From: Atharva Lele <itsatharva@gmail.com>
To: buildroot@busybox.net
Subject: [Buildroot] [PATCH v2 4/5] autobuild-run: initial implementation of get_reproducibility_failure_reason()
Date: Sat, 10 Aug 2019 09:29:01 +0530 [thread overview]
Message-ID: <20190810035902.14047-4-itsatharva@gmail.com> (raw)
In-Reply-To: <20190810035902.14047-1-itsatharva@gmail.com>
Analyze the JSON formatted output from diffoscope and check if
the differences are due to a filesystem reproducibility issue
or a package reproducibility issue.
Also, discard the deltas because they might take up too much space.
Signed-off-by: Atharva Lele <itsatharva@gmail.com>
---
Changes v1 -> v2:
- Refactor using subfunctions and local variables (suggested by Thomas)
- Added comments (suggested by Thomas)
- Use more pythonic loops (suggested by Thomas)
---
scripts/autobuild-run | 89 +++++++++++++++++++++++++++++++++++++++++++
1 file changed, 89 insertions(+)
diff --git a/scripts/autobuild-run b/scripts/autobuild-run
index 6adfa99..1be392a 100755
--- a/scripts/autobuild-run
+++ b/scripts/autobuild-run
@@ -131,6 +131,7 @@ import csv
import docopt
import errno
import hashlib
+import json
import mmap
import multiprocessing
import os
@@ -599,6 +600,94 @@ class Builder:
if reject_results():
return
+ def get_reproducibility_failure_reason(reproducible_results):
+ def split_delta(delta):
+ # Take a delta and split it into added, deleted lines.
+ added = []
+ deleted = []
+ for line in delta:
+ if line.startswith("+"):
+ added.append(line)
+ if line.startswith("-"):
+ deleted.append(line)
+ return added, deleted
+
+ def get_package(sourcef):
+ # Returns which package the source file belongs to.

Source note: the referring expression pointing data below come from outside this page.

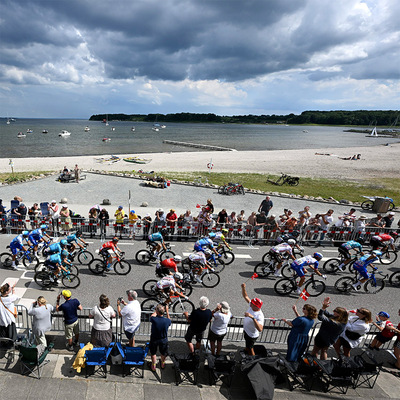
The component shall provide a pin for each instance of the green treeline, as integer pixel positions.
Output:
(361, 117)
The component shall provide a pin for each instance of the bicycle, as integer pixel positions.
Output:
(177, 306)
(46, 279)
(372, 285)
(28, 259)
(99, 266)
(144, 256)
(314, 287)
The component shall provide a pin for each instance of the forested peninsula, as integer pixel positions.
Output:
(360, 117)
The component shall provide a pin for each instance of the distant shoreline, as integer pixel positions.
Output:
(376, 162)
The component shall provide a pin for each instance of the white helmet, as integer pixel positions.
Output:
(178, 275)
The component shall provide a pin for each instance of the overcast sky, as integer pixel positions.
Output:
(76, 58)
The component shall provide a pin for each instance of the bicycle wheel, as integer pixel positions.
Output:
(210, 279)
(315, 287)
(97, 266)
(388, 257)
(284, 286)
(6, 260)
(228, 257)
(42, 278)
(264, 269)
(143, 256)
(181, 306)
(30, 261)
(85, 257)
(150, 288)
(374, 287)
(394, 279)
(331, 266)
(71, 281)
(149, 304)
(122, 267)
(344, 284)
(166, 254)
(367, 204)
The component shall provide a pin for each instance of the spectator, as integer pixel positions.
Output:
(331, 328)
(253, 322)
(70, 309)
(356, 327)
(8, 312)
(219, 326)
(130, 314)
(102, 334)
(198, 321)
(266, 206)
(41, 319)
(298, 336)
(159, 335)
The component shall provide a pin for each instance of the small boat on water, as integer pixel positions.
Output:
(137, 160)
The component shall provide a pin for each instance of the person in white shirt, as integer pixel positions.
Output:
(130, 315)
(253, 322)
(219, 326)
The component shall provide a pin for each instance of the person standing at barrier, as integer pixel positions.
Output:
(331, 327)
(298, 336)
(253, 322)
(41, 319)
(8, 312)
(222, 315)
(130, 314)
(70, 309)
(159, 335)
(198, 321)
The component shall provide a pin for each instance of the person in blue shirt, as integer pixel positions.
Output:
(157, 240)
(361, 267)
(300, 265)
(345, 248)
(17, 245)
(37, 236)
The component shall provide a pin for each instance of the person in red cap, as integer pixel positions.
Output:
(253, 322)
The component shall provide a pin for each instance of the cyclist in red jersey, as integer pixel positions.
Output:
(108, 249)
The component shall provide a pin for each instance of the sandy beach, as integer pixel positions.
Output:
(375, 162)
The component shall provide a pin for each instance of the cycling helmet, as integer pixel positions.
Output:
(178, 275)
(317, 256)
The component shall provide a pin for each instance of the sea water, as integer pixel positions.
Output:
(145, 140)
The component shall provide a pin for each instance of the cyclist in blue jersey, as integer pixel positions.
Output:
(300, 265)
(157, 240)
(345, 249)
(361, 267)
(75, 238)
(17, 245)
(37, 236)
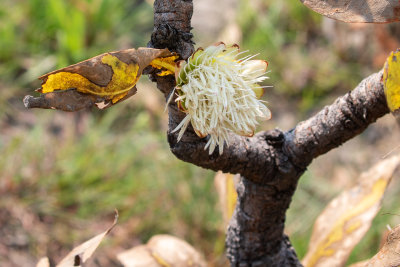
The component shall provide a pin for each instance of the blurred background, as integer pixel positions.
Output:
(63, 174)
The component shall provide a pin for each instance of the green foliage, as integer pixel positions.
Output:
(108, 167)
(69, 30)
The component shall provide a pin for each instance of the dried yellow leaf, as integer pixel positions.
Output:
(348, 217)
(123, 79)
(391, 80)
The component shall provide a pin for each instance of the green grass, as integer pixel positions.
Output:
(81, 167)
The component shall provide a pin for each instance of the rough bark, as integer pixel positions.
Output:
(271, 162)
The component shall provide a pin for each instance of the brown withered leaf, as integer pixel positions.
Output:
(375, 11)
(347, 218)
(103, 80)
(83, 252)
(389, 254)
(162, 250)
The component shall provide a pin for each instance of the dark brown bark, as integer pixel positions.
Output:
(270, 162)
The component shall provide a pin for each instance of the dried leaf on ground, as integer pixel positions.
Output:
(391, 81)
(103, 80)
(162, 250)
(347, 218)
(389, 254)
(225, 185)
(83, 252)
(379, 11)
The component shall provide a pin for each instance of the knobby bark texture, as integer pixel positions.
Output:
(270, 163)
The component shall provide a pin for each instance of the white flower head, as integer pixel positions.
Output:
(220, 93)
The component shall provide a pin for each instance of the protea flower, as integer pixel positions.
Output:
(219, 92)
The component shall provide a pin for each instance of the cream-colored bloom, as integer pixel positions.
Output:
(220, 93)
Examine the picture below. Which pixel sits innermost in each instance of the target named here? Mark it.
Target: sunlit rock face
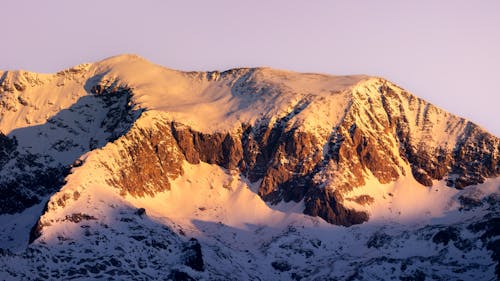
(251, 168)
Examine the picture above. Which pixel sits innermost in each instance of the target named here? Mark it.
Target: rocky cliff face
(292, 164)
(379, 131)
(121, 155)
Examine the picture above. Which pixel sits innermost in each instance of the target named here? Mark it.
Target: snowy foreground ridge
(126, 170)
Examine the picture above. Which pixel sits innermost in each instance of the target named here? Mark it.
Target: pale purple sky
(447, 52)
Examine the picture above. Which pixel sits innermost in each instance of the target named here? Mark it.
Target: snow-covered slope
(139, 171)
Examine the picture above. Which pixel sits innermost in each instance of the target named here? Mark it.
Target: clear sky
(446, 51)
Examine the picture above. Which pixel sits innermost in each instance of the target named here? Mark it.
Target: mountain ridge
(297, 149)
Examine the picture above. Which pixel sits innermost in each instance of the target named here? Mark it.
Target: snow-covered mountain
(123, 169)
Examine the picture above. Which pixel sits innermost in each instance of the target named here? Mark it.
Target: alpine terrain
(126, 170)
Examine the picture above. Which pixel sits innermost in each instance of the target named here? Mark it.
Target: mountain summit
(124, 168)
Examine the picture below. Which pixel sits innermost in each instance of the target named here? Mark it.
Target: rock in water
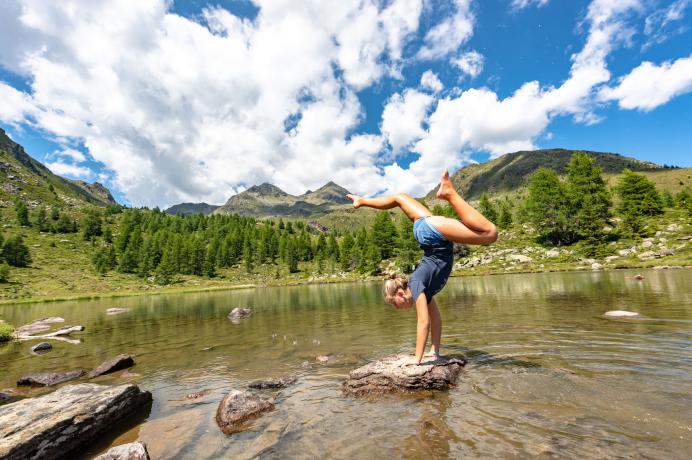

+ with open(packages_file_list, "r") as packagef:
+ for line in packagef:
+ if sourcef in line:
+ package = line.split(',')[0]
+
+ if package:
+ # Get package version
+ package_info = json.loads(subprocess.check_output(["make", "--no-print-directory",
+ "O=%s" % self.outputdir,
+ "-C", self.srcdir,
+ "%s-show-info" % package]))
+ if "version" in package_info[package]:
+ version = package_info[package]["version"]
+ return [package, version]
+ else:
+ return [package]
+ else:
+ return ["not found"]
+
+ def cleanup(l):
+ # Takes a list and removes data which is redundant (source2) or data
+ # that might take up too much space (like huge diffs).
+ if "unified_diff" in l:
+ l.pop("unified_diff")
+ if "source2" in l:
+ l.pop("source2")
+
+
+ packages_file_list = os.path.join(self.outputdir, "build", "packages-file-list.txt")
+
+ with open(reproducible_results, "r") as reproduciblef:
+ json_data = json.load(reproduciblef)
+
+ if json_data["unified_diff"] == None:
+ # Remove the file list because it is not useful, i.e. it only shows
+ # which files vary, and nothing more.
+ if json_data["details"][0]["source1"] == "file list":
+ json_data["details"].pop(0)
+
+ # Iterate over details in the diffoscope output.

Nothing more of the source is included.